Second-hand smoke-related diseases in pets
A number of scientific papers have documented the significant health threats that are more common in pets exposed to second-hand smoke. In addition to the cancers listed below, animals can suffer excessive salivation, diarrhea, vomiting, asthma-like symptoms, respiratory problems, and cardiac abnormalities. All types of pets, like Buster, can be prone to skin, eye, and respiratory conditions that do not respond well to treatment, due to the on-going exposure to the irritant.
- Cats are prone to mouth cancers (squamous cell carcinoma), resulting from their self-grooming habits. When they lick their fur, their mucous membranes are exposed to cancer-causing toxins.
- Malignant lymphoma is another type of cancer that cats living in homes with smokers are twice as likely to have, as compared to cats living in a non-smoking home. This form of cancer is fatal to three out of four cats within 12 months of developing the disease.
- Dogs with long noses are more susceptible to cancer of the nose and sinus area because they have a greater surface area to be exposed to carcinogens. Most dogs with nasal cancer do not survive longer than one year.
- Dogs with short- and medium-length muzzles are more prone to lung cancer, because their short nasal passages are not as effective at accumulating the second-hand smoke carcinogens.

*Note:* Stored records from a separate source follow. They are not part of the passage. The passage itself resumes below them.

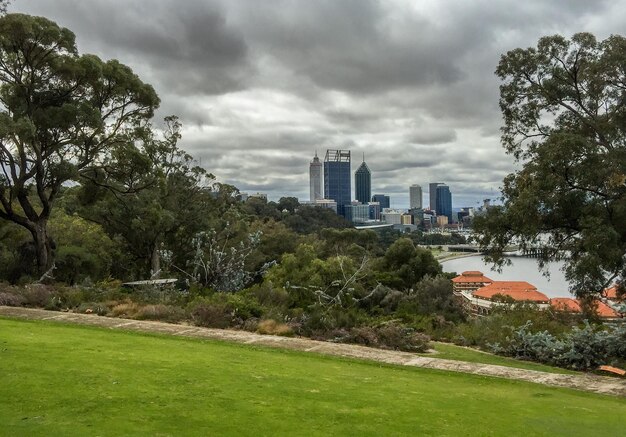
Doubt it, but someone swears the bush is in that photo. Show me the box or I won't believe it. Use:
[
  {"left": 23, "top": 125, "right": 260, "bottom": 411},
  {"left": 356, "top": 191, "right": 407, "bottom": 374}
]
[
  {"left": 492, "top": 322, "right": 626, "bottom": 370},
  {"left": 342, "top": 322, "right": 430, "bottom": 352},
  {"left": 256, "top": 319, "right": 293, "bottom": 337},
  {"left": 135, "top": 304, "right": 185, "bottom": 323},
  {"left": 0, "top": 291, "right": 24, "bottom": 307},
  {"left": 109, "top": 301, "right": 141, "bottom": 319},
  {"left": 189, "top": 299, "right": 233, "bottom": 329}
]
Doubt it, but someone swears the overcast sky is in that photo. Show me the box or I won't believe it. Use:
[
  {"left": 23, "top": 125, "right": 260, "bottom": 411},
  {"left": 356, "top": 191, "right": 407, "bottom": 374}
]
[{"left": 10, "top": 0, "right": 626, "bottom": 207}]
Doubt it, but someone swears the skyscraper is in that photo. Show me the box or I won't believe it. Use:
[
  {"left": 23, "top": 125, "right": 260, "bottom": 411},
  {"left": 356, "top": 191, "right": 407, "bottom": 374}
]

- Birds are at great risk of lung cancer, as well as pneumonia, because their respiratory systems are hypersensitive to any type of air pollutant. You should never EVER smoke around your pet bird.
How to minimize the risk to your pet’s health
It is possible not just to minimize but also to completely eliminate the risk to your pet’s health from second- and third-hand smoke. Just don’t allow them to be around people who are smoking. If you don’t smoke, then bravo! Good for you. If you do smoke, just stop! Okay, okay, we understand that in a perfect world this would be the ideal solution, but we recognize that quitting cold turkey can be a challenge. So, in order to mitigate risk, both for the health of pets and others living in the household, here are some tips:
- If your pet has unexplained or recurring health problems, tell your veterinarian that you are a smoker.
- Smoke in a designated area in which the smoke is physically separated from your home. And think of poor old Buster and his itchy red eyes … don’t smoke in your car.
- Do not assume that e-cigarettes are safer for pets (and people) than tobacco. They also contain a number of potentially harmful chemicals.
- After smoking, wash your hands before handling your pets. If your kitty likes to “head butt” your face, wash your face, too.
- Remember that third-hand smoke residue lingers on your hair and clothing. Minimize your animals’ contact with clothing that is “smokey.”
- Properly dispose of all cigarette butts and packaging as well as nicotine patches and gum. Store unused products in a safe place, out of reach of pets and children.
- Talk to a health care provider about how you can reduce or eliminate your dependency on cigarettes.